Das Europäische Parlament appellierte an die Nachbarländer, ihre Grenzen zu öffnen und Asylsuchende einreisen zu lassen. Als offiziell registrierte Flüchtlinge erhalten sie die Hilfe, die sie dringend benötigen. UNHCR unterstützt diese Bitte und fordert von den myanmarischen Behörden sich des Grundproblems dieser landesweiten Krise anzunehmen.

Was bringt die Zukunft?

Der frühere Präsident der Internationalen Gesellschaft für Völkermordforschung, Professor William Shabas, meinte im März 2013 zu dieser Entwicklung, „all dies sind Warnzeichen, dass es [bald] durchaus gerechtfertigt sein könnte, den Begriff ´Völkermord´ zu benutzen“.

Wenn man dies berücksichtigt, stellt sich die Frage, welche Zukunft die Rohingya und die Rakhine haben werden.
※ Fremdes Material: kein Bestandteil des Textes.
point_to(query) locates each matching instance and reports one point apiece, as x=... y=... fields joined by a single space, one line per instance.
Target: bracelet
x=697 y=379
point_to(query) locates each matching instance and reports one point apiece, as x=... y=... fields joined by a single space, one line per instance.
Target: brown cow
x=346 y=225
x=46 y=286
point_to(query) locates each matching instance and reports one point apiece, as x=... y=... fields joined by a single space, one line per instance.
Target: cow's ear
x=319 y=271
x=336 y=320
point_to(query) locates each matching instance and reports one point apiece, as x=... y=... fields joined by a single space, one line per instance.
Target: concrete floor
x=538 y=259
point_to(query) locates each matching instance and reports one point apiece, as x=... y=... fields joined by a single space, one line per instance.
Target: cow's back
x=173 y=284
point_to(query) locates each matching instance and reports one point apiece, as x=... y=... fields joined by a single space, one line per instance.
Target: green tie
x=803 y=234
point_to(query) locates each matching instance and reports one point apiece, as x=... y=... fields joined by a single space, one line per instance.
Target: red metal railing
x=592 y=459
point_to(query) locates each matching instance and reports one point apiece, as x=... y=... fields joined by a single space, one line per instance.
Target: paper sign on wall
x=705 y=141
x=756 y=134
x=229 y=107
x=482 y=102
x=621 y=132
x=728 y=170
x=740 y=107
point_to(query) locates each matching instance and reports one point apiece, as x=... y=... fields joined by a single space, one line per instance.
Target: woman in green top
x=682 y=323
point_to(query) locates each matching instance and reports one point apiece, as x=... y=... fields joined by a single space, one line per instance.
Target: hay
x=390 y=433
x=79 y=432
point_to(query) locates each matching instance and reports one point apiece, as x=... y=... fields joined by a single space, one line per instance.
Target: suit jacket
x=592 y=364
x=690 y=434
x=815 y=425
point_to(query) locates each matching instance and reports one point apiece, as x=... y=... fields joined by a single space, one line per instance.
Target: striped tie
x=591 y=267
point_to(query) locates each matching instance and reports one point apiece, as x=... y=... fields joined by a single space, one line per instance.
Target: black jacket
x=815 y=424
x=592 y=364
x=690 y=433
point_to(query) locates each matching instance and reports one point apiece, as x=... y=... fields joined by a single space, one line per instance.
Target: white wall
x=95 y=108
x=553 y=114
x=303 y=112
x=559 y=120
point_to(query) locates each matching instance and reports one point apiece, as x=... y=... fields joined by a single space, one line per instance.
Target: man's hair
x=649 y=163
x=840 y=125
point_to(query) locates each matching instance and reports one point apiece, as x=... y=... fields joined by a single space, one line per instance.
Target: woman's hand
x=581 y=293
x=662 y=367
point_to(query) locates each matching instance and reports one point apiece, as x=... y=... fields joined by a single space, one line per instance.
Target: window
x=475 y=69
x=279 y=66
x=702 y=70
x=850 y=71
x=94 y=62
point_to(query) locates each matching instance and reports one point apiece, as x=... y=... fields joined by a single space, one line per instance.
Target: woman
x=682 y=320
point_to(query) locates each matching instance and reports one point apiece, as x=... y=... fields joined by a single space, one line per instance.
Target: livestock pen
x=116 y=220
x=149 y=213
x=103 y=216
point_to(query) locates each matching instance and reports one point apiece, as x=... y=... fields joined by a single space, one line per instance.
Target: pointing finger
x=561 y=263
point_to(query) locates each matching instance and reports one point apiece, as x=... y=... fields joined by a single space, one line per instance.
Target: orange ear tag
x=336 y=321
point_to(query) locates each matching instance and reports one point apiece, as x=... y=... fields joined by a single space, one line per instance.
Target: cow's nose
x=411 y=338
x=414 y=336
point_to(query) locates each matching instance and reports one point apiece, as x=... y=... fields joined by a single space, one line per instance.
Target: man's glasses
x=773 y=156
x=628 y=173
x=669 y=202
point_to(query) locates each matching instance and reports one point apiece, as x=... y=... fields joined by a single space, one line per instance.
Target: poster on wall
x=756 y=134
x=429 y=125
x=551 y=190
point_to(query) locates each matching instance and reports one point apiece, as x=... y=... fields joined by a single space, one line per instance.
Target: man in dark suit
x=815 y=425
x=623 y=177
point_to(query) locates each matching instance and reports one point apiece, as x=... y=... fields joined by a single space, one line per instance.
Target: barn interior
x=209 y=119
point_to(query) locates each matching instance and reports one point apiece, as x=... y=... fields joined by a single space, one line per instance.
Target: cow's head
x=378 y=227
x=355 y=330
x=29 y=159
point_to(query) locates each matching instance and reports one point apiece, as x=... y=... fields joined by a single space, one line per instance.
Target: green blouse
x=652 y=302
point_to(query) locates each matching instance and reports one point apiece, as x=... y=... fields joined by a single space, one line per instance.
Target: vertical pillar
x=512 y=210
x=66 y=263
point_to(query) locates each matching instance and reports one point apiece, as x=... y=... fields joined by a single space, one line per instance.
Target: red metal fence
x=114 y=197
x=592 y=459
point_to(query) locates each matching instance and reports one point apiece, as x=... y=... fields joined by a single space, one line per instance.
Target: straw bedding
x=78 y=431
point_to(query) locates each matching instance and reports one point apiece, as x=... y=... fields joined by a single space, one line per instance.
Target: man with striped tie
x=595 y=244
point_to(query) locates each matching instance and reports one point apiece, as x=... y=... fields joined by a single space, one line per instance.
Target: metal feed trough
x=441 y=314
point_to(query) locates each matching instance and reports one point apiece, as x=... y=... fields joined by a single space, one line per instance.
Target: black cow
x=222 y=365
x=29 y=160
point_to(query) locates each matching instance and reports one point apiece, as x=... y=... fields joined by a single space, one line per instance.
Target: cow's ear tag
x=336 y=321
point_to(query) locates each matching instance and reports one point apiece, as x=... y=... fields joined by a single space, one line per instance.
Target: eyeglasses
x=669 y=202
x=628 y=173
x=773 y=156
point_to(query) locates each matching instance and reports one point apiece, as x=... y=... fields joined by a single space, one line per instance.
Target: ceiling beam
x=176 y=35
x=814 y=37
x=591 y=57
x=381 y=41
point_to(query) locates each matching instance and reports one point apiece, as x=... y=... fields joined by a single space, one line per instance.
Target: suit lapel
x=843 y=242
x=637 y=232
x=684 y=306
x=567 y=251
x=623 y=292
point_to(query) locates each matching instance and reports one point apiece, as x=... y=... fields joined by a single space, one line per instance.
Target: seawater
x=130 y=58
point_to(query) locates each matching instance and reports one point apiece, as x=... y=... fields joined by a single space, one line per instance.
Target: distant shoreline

Es bleibt nur zu hoffen, dass internationaler Druck und individueller Gerechtigkeitssinn dazu führen, in Myanmar – und den umliegenden Ländern, die ebenfalls eine Rolle für das Schicksal dieser diskriminierten Gruppe spielen – Maßnahmen einzuleiten, um die Lebenssituation der Rohingya zu verbessern. Alle Parteien müssen umgehend ihre moralischen und humanitären Verpflichtungen wahrnehmen.

Der lawinenartige Sieg der National League for Democracy (NLD) von Aung San Suu Kyi im November 2015 stimmt internationale Beobachter positiv. Allerdings dämpfen enge Vertraute der Friedensnobelpreisträgerin die Erwartungen: Eine Besserung der dramatischen Lage der muslimischen Minderheit Rohingya gilt nicht als Priorität. Schon vor den Wahlen geriet die Nobelpreisträgerin für ihr Schweigen zum Leiden der Minderheit in die Kritik.